Ambari is 100% open source and included in HDP, greatly simplifying installation and initial configuration of Hadoop clusters. In this article we'll be running through some installation steps to get started with Ambari. Most of the steps here are covered in the main HDP documentation here.
Ambari is a 100% open-source, it included in the HDP platform, making the project installation and initialization hadoop cluster configurations. This article will introduce Ambari installation steps. Most of the content here are included in the HDP document.
The first order of business is getting Ambari Server itself installed. There are different approaches to this, but for the purposes of this short tour, we'll assume Ambari is already installed on its own dedicated node somewhere or on one of the nodes on the (future) cluster itself. Instructions can be found under the installation steps linked above. Once Ambari Server is running, the hard work is actually done. Ambari simplifies cluster install and initial configuration with a wizard interface, taking care of it with but a few clicks and decisions from the end user Hit http:. // :..! 8080 and log in with admin / admin Upon logging in, we are greeted with a user-friendly, wizard interface Welcome to Apache Ambari Name that cluster and let's get going.
The first step in the installation Ambari the service side, we simply say that we assume Ambari server has been successfully installed on proprietary node that is part of the cluster. In the above-mentioned connection is installed inside. When the server is running Ambari, responsible for the work has already begun. Ambari provide a friendly interactive entry to simplify the installation and configuration of the cluster, easy operation can be configured, in particular, login to your node http: // ip: 8080 / and then use admin / admin login. After landing a name to the cluster.
Now we can target hosts for installation with a full listing of host names or regular expressions (in situations when there are many nodes with similar names):
Now let's configure the machine list (you can use a regular node to match a similar machine name)
. The next step is node registration, with Ambari doing all of the heavy lifting for us An interface to track progress and drill down into log files is made available:
Next is a registered node, Ambari help us to do, and can provide an interface to view the execution process,
Upon registration completion, a detailed view of host checks run and options to re-run are also available:
Once registration is completed, the machine detects the current status
Next, we select which high level components we want for the cluster Dependency checks are all built in, so no worries about knowing which services are pre-requisites for others.:
Next, we choose we need to install the module, built-in dependency checking
After service selection, node-specific service assignments are as simple as checking boxes:
Next service selection, easy customization
This is where some minor typing may be required Ambari allows simple configuration of the cluster via an easy to use interface, calling out required fields when necessary.:
Here it requires only a few simple inputs.
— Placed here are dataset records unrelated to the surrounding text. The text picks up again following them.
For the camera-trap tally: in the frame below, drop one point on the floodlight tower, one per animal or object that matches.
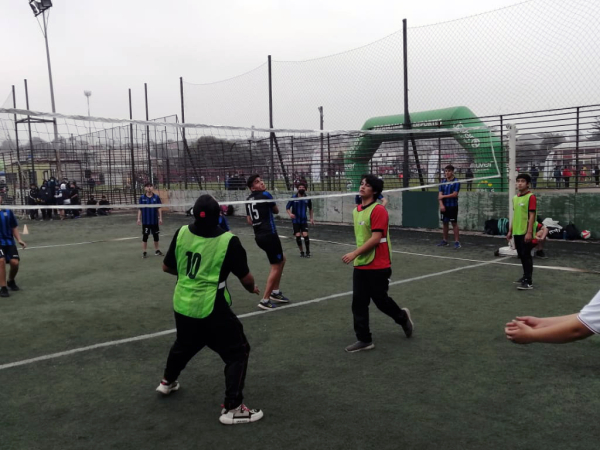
(88, 94)
(40, 7)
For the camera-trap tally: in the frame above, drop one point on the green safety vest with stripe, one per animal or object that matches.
(521, 216)
(199, 262)
(362, 231)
When you need to install the service, Ambari supports easy configuration on the page.
Once configuration has been completed, a review pane is displayed. This is a good point to pause and check for anything that requires adjustment. The Ambari wizard makes that simple. Things look fabulous here, though, so onwards!
When the configuration is complete, the preview will be hidden. This is the start and pause detection relies .Ambari makes this guide is very simple, although just started, but it looks pretty cool.
. Ambari will now execute the actual installation and necessary smoke tests on all nodes in the cluster Sit back and relax, Ambari will perform the heavy lifting yet again:
Ambari now supports the installation and the necessary smoke tests in a real environment, all nodes of the cluster. Relaxation scare sit, let Ambari start doing the heavy lifting chores.
If you are itching to get involved, detailed drill-downs are available to monitor progress:
If you want to check the next, you can talk to these procedures to view the monitoring process.
Ambari tracks all progress and activities for you, dynamically updating the interface:
Ambari collect all processes and activity data, and dynamically updates to the page:
And just like that, we have our Hortonworks Data Platform Cluster up and running, ready for that high priority POC:
See below, you have to speak HDP run up, ready to start work ...
Go forth and prosper, my friends. May the (big) data be with you.